20+ easy trade setup concepts.
You don't need a hundred strategies — you need a handful of clean, repeatable setups you can spot instantly. Here are the core ideas we trade, each in one line. Learn them here; master the execution inside VIP.
22 setups at a glance
Each is a complete idea on its own. Combine two or three into confluence and your win-rate climbs.
PDH / PDL sweep
Price runs the previous-day high or low to grab stops, then snaps back inside — enter on the reversal toward the day's mean.
Quarter-level bounce
Split the previous-day range into quarters; buy reactions at 0.25, sell reactions at 0.75, target the 0.50 midpoint.
Asian range breakout
Mark the Asian high/low; London's first move usually sweeps one side — fade the sweep or follow the displacement.
4H order-block retest
Wait for price to return to a 4-hour order block that caused a break of structure, then enter on the reaction.
Fair value gap fill
Trade the retracement into an unfilled FVG in line with the trend; the gap acts as support/resistance.
BOS pullback
After a clean break of structure, enter on the first pullback to the broken level or the order block behind it.
CHoCH reversal
At a key level, a change of character on the lower timeframe signals the turn — enter on the retest.

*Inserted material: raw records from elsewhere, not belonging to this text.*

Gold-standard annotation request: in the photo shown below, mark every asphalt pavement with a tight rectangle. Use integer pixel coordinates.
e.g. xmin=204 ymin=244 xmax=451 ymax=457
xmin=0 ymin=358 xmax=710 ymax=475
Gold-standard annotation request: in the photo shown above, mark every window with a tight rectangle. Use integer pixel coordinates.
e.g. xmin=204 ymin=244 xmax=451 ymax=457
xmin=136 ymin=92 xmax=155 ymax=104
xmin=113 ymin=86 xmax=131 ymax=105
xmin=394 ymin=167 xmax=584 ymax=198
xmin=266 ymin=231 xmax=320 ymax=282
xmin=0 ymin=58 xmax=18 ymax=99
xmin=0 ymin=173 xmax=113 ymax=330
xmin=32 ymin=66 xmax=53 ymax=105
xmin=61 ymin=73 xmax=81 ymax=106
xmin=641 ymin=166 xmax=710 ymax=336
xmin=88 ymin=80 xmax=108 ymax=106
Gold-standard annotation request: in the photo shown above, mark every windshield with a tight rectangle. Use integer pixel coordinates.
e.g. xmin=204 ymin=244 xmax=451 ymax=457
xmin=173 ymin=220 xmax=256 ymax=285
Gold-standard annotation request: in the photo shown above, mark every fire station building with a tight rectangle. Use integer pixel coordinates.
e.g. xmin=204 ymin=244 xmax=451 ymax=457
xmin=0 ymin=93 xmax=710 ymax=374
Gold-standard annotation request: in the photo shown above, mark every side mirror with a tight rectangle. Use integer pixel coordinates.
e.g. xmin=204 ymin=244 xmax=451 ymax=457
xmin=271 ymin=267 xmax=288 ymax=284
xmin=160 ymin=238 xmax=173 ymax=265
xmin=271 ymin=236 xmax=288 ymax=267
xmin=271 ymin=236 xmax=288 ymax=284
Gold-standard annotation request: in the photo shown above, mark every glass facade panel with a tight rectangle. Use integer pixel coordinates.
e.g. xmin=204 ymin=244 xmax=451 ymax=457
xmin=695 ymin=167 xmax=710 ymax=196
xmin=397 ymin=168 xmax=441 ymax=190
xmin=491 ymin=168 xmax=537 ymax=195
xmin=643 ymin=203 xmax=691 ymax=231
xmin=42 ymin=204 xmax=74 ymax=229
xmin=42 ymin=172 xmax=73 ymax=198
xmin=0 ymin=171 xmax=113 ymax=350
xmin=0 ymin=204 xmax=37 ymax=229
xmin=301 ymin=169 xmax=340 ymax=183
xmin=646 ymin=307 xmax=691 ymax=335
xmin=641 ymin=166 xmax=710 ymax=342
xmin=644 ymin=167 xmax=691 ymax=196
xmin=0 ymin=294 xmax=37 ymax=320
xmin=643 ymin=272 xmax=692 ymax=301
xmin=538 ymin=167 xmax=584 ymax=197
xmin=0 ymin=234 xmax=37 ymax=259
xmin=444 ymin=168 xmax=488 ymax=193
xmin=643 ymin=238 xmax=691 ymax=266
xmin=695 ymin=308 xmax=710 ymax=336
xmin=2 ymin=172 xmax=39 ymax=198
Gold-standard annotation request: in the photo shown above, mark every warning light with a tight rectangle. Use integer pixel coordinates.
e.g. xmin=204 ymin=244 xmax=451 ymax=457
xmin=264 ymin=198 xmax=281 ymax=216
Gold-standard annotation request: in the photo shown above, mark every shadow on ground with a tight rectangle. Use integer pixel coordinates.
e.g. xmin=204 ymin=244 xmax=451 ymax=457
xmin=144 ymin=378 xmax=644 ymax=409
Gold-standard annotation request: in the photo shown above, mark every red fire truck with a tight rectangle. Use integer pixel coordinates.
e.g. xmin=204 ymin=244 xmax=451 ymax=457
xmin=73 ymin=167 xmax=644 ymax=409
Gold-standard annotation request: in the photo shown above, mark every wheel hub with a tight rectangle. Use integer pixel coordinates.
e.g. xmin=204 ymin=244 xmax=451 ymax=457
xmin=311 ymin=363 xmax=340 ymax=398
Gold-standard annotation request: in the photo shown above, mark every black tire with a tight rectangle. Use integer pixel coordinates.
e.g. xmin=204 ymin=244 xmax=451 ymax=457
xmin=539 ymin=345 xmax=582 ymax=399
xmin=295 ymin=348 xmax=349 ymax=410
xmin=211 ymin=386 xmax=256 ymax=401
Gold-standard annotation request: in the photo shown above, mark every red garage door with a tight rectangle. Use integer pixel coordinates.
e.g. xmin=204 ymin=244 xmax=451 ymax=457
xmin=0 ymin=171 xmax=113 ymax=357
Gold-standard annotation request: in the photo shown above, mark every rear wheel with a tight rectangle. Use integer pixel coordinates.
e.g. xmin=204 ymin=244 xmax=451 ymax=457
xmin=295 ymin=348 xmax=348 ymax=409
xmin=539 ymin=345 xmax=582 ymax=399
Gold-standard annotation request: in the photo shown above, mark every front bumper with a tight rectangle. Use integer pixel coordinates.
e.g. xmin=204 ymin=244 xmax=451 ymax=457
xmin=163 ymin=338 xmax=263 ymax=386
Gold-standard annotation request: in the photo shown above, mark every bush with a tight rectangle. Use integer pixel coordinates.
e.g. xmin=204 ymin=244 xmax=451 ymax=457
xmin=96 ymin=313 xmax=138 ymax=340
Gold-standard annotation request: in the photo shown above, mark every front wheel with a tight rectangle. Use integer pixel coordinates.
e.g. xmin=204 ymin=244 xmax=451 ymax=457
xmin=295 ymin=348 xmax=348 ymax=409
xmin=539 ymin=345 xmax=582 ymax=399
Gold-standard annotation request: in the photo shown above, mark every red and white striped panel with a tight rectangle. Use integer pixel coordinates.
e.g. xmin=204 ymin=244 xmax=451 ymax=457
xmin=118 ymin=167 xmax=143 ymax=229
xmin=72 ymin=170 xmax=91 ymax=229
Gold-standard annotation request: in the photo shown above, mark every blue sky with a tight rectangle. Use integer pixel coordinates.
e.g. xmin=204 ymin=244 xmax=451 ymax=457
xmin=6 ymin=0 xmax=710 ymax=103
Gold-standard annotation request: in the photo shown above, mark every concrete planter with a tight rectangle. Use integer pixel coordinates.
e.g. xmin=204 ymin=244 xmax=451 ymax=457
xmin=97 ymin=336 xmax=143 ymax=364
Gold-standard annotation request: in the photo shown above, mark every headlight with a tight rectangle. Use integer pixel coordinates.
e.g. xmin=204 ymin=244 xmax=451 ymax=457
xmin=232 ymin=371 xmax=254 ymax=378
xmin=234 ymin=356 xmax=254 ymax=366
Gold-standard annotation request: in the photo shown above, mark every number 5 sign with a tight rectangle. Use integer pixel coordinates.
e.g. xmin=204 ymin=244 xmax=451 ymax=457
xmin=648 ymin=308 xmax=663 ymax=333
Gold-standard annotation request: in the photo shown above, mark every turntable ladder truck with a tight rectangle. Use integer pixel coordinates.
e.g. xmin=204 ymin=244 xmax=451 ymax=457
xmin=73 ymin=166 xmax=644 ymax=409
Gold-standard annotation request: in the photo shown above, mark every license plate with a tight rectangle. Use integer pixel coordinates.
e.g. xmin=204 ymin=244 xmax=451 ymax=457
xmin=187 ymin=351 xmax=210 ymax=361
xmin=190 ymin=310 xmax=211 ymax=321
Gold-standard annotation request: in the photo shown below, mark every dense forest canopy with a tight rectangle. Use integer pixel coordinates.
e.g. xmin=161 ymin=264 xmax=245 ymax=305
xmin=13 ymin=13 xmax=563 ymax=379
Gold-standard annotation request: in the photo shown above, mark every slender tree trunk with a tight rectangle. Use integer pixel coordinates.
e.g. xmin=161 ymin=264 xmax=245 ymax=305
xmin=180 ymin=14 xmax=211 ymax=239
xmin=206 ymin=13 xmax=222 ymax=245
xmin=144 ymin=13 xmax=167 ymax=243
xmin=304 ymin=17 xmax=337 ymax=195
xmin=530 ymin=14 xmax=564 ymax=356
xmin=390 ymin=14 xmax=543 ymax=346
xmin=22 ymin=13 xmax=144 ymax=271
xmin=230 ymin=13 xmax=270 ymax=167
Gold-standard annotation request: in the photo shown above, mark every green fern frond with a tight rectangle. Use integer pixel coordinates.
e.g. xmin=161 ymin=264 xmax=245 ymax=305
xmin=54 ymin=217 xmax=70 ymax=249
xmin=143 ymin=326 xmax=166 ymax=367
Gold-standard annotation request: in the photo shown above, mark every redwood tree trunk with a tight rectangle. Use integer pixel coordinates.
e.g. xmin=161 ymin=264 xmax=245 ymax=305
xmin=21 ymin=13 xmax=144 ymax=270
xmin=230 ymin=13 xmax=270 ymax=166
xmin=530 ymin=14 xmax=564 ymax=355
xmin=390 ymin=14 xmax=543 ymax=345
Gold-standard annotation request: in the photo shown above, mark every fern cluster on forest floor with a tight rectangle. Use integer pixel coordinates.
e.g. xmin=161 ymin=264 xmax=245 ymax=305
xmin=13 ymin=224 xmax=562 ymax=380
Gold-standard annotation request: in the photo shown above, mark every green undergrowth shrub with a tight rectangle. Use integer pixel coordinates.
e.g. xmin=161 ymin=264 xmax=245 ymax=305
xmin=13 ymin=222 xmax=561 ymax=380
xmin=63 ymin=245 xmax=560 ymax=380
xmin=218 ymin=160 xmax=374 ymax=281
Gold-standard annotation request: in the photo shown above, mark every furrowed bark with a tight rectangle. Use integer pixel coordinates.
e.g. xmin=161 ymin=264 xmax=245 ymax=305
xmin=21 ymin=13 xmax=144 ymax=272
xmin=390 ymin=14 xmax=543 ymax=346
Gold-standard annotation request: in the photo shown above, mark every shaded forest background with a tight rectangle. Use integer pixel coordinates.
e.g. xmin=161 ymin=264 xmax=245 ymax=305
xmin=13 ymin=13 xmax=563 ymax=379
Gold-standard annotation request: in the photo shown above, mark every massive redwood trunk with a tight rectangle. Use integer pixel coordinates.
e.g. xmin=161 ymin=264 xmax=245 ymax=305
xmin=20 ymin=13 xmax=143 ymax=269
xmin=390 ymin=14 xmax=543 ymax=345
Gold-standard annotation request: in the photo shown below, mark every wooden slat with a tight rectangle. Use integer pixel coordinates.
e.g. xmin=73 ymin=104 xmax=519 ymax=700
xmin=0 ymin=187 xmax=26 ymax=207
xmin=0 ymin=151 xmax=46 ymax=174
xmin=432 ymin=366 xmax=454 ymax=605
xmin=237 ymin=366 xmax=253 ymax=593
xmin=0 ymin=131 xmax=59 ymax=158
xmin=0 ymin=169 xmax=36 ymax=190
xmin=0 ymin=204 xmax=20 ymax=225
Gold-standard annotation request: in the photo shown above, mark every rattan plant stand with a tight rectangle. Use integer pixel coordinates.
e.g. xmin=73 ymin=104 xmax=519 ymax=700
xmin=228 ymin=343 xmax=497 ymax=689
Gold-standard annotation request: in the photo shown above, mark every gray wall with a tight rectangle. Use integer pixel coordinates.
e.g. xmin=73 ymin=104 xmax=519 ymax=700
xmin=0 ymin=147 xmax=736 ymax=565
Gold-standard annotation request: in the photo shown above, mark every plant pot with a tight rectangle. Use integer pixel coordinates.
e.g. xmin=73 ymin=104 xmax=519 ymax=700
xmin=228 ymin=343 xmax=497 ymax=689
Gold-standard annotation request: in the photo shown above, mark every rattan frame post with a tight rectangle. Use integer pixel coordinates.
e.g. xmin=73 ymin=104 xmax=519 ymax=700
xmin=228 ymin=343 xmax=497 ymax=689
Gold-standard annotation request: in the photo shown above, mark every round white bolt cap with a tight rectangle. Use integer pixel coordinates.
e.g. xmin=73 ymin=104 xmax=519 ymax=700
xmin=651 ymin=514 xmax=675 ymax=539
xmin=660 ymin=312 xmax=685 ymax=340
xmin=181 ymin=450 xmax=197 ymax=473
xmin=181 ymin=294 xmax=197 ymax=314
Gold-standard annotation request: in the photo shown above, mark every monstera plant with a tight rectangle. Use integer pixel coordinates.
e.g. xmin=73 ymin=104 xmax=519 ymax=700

Equal-highs / equal-lows raid
Price is drawn to obvious equal highs/lows; trade the reversal after the liquidity above/below is taken.
Daily pivot rejection
Fade a clean rejection of the daily pivot back toward the prior session's range.
Premium/discount fade
In a bullish bias, buy only from discount (below range 50%); in a bearish bias, sell only from premium.
Session open drive
A strong displacement candle at the London or NY open often continues — join the move on a micro-pullback.
Round-number reaction
Big round numbers (e.g. gold at x,x00) pool liquidity; trade the reaction, not the touch.
Trendline liquidity sweep
Obvious trendlines hold retail stops; trade the break-and-reverse after the sweep, not the obvious bounce.
Inside-bar breakout
A daily inside bar signals compression; trade the break in the direction of the higher-timeframe bias.
Engulfing at a level
A strong engulfing candle at a key support/resistance is a clean, simple reversal trigger.
Double-tap demand/supply
Price taps a demand/supply zone twice; the second reaction with a structure shift is the entry.
News-fade reset
After a high-impact news spike and stop-hunt, wait for structure to settle, then trade the resulting direction.
Weekly-open gap
Price often returns to the weekly open; fade extreme Monday moves back toward it.
Mitigation block entry
Re-enter from the last opposing candle that price 'mitigates' on its way to continuing the trend.
Liquidity-to-liquidity run
Map one liquidity pool to the next; once one side is swept, ride the move toward the opposite pool.
3-candle CRT model
Range candle → manipulation sweep → distribution; enter on the distribution leg toward the opposite extreme.
Break-of-day-range continuation
Once price breaks and holds beyond the prior-day range, trade pullbacks in the breakout direction.